For some infertile couples, IVF can become a long and agonising process. Who decides when it is time to step off the conveyor belt and give up hope? By Bianca Nogrady
 
GIVING up on IVF is a little like turning off life support, says Dr Christine Read. The comparison may seem callous, but Dr Read, medical director at Family Planning NSW, has seen enough desperate women to know the anguish of this scenario.

"People invest so much in getting pregnant, [that] when they're told they aren't pregnant or [the pregnancy] lasts for a short time, then fails, it's devastating," she says.

It is three decades this year since the world's first IVF baby was born, in England. Two years after that, Australia's first IVF baby arrived, and the country's assisted reproductive technology industry has not looked back. In 2005 alone, there were more than 8000 IVF success stories in Australia. However, amid the tens of thousands of happy couples, there are some for whom IVF does not deliver.

Dr Read describes the experience of one couple, which is no less painful for being increasingly typical. A woman from overseas, older than 35, had married an Australian man who already had children from a previous relationship.

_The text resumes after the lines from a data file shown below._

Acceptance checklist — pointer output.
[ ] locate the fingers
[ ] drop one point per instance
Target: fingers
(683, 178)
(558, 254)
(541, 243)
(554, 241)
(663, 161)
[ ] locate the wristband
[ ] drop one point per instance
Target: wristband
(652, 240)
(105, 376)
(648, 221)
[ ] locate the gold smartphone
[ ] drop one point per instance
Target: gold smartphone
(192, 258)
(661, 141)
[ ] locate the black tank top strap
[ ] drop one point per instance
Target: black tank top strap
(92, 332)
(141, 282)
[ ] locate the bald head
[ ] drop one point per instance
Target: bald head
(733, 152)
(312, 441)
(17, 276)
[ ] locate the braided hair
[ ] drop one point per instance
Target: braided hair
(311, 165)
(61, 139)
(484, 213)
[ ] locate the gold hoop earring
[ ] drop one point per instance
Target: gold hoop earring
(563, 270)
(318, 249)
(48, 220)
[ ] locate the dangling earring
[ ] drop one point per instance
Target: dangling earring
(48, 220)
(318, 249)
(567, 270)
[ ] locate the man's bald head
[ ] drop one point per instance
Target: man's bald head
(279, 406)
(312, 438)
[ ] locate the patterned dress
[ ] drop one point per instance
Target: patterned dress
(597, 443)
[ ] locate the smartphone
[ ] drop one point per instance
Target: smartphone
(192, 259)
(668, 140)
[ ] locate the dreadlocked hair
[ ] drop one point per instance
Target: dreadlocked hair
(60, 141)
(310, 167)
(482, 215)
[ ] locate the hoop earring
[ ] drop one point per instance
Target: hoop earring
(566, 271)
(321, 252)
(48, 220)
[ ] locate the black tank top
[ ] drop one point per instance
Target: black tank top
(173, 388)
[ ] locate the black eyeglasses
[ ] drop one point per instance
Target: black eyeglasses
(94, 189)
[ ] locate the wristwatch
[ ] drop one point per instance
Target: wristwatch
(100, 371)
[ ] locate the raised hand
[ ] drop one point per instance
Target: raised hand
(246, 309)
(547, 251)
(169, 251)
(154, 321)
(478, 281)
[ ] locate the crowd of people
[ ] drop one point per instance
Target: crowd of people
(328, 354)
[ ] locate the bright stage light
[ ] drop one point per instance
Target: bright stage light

"She was desperate to have a child and had been trying ever since she'd been married, for about one year," Dr Read recalls. "He was quite supportive, but I don't think for him there was the imperative there was for her."

Given her age, the woman's chances of a successful IVF outcome were declining, yet she persisted until the realisation had to be faced that she was not going to be able to conceive her own biological child.

"The grief associated with that, and the effect for her in her cultural space of feeling that it was really important to have a child, and not being able to have children -- it was a very difficult dilemma," Dr Read says.

Situations such as this are becoming all too common as more and more couples defer child-bearing until their 30s and even 40s. In 1993, just 6% of women with IVF pregnancies were aged over 40 years. In 2005, that percentage had more than doubled to 15.3%.But by the time many women are ready to start a family, they are already facing an uphill battle. Unfortunately, Dr Read says, there is an unrealistic expectation among many women that what time has undone, IVF can repair. Many fathers are also unaware that their fertility also declines with age, although not as dramatically as in women.

"I do think [there is] a tendency for women who haven't got pregnant and who are older to think that this is going to solve their problems," she says.

High-profile pregnancies to celebrities in their 40s or late 30s, such as Nicole Kidman and Jennifer Lopez, perpetuate the myth that age is no barrier to fertility, as long as you have the willpower, the technology and the money.

This leads many couples to continue with IVF cycles well beyond the point of reason -- in one case described by another clinician, a woman underwent 24 cycles and two miscarriages before admitting defeat. The question for many couples, and for the clinicians who treat them, is how to decide when enough is enough.

IVF is clearly no picnic. "I describe it as torture," says Professor Michael Chapman, senior fertility specialist with IVF Australia.

To start with, the process takes a toll on the female body. Women must undergo chemical stimulation of their ovaries, regular blood tests and ultrasounds to determine progress, harvesting of eggs and implantation -- all of which can be physically traumatic.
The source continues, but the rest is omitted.